(Reuters) - A gathering of U.S. Presbyterian Church elders and ministers voted on Thursday to allow their clergy to perform same-sex weddings, in a major reversal for one of the largest mainstream Protestant denominations, a church official said.
The move came during a meeting in Detroit, two years after church’s highest judicial body upheld an ecclesiastical rebuke levied against a lesbian Presbyterian minister for officiating same-sex weddings in California.
A number of Christian denominations have grappled in recent years with how to address the wishes of gay and lesbian couples to marry, which is now legal in 19 U.S. states and the District of Columbia, according to the gay rights group Freedom To Marry.

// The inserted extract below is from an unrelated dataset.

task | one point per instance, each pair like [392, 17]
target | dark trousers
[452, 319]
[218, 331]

The Presbyterian Church has previously removed prohibitions on openly gay clergy and has a long tradition of baptizing children of same-sex couples.
The vote by a group of church elders and ministers to allow clergy to solemnize gay weddings was 371 in favor to 238 opposed, said Gradye Parsons, clerk of the church’s General Assembly.
The new rules, which take effect on Saturday, give clergy the choice of whether to preside over same-sex marriages in states where gay nuptials are legally recognized while providing local church councils discretion over whether to host such ceremonies, Parsons said.
The same body in Detroit also voted to change the language of the church’s Book of Order to state: “Marriage involves a unique commitment between two people, traditionally between a man and a woman.” The original passage says: “Marriage is a civil contract between a man and a woman.”
That change will require the approval of local church leaders and will take at least a year to come into force, Parsons said.
The Presbyterian denomination had more than 1.7 million active members as of last year.
The church has lost more than 500,000 members over the past decade, and church leaders have expressed concern that an endorsement of same-sex marriage could spur an exodus of parishioners who view it as incompatible with biblical teachings.
The church’s General Assembly in July 2012 narrowly voted to reject a proposal to redefine marriage as a union between “two people” rather than as between a man and a woman.